The Tauri process model provides a secure foundation for building desktop applications by maintaining strict separation between the trusted Core process and the potentially vulnerable WebView processes. All sensitive operations should be implemented in the Core process, with the WebView serving only as a presentation layer.

Overview

This skill explains the Tauri process model architecture, covering the Core process, WebView processes, inter-process communication, multiwindow handling, and process isolation security patterns. It clarifies responsibilities, lifecycle, and practical patterns for building secure, maintainable Tauri v2 applications. Expect concrete guidance for IPC design, window management, and capability-based security.

How this skill works

The Core process (Rust) is the single trusted entry point with exclusive OS access and global state. UI is rendered in separate WebView processes that run HTML/CSS/JS using the platform WebView library. All communication between WebViews and OS resources flows through the Core via IPC: WebViews invoke commands, Core validates and routes requests, performs privileged actions, and returns responses.
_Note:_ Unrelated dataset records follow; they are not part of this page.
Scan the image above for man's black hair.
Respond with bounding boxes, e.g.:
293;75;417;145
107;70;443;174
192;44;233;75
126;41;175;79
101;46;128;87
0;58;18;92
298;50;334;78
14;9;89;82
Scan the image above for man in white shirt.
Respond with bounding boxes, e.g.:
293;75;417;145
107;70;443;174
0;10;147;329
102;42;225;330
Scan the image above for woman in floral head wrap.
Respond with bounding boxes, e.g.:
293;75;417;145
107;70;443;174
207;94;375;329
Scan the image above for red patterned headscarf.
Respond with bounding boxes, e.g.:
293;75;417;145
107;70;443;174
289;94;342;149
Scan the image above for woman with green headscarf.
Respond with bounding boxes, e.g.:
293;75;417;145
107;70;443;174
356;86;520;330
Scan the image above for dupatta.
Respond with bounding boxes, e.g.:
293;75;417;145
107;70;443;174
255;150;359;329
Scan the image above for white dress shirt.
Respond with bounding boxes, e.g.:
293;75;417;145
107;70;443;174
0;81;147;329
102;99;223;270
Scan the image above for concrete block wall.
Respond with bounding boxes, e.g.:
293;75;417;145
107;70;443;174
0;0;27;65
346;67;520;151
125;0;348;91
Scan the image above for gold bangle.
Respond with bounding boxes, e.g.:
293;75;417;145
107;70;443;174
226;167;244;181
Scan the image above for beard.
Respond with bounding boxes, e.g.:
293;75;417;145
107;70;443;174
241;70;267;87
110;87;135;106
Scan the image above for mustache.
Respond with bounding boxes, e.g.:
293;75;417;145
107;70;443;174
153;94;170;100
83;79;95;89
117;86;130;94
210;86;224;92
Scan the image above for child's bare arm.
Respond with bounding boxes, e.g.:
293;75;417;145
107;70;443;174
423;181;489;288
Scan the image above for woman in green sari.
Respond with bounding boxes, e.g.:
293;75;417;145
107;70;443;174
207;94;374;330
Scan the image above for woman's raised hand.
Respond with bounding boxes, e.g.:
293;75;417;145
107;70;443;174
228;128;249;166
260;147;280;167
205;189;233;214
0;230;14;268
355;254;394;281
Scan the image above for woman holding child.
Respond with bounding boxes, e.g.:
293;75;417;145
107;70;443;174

Multiple windows are managed by the Core and can be targeted individually or broadcasted through the app handle.

When to use it

  • Designing apps that separate UI from privileged logic to minimize attack surface
  • Implementing multiwindow workflows with shared state or targeted messages
  • Creating secure IPC APIs where the Core must validate and authorize requests
  • Handling platform integrations like file I/O, native notifications, or system trays
  • Planning capability-scoped permissions per window for least-privilege access

Best practices

  • Keep secrets and business logic in the Core; treat WebViews as untrusted renderers
  • Validate and sanitize every IPC payload in the Core before acting
  • Use capability configuration to grant only required permissions to each window
  • Emit events from the Core for cross-window updates instead of direct state manipulation
  • Adopt a strict Content Security Policy and avoid exposing raw native APIs to JS

Example use cases

  • Main window requests file export: WebView invokes Core command that writes to disk
  • Settings dialog created by Core WebviewWindowBuilder with scoped capabilities
  • Broadcasting a configuration change from Core to all open windows using app.emit
  • Opening a viewer window with read-only file permissions enforced by capabilities
  • Restarting a crashed WebView process while core maintains session and DB connections

FAQ

Why is Rust used for the Core process?

Rust provides memory and thread-safety guarantees that protect the privileged Core process from common bugs like buffer overflows and data races.

Can WebViews access the filesystem directly?

No. WebViews cannot directly access system resources; they must call Core commands via IPC and are limited by capability permissions.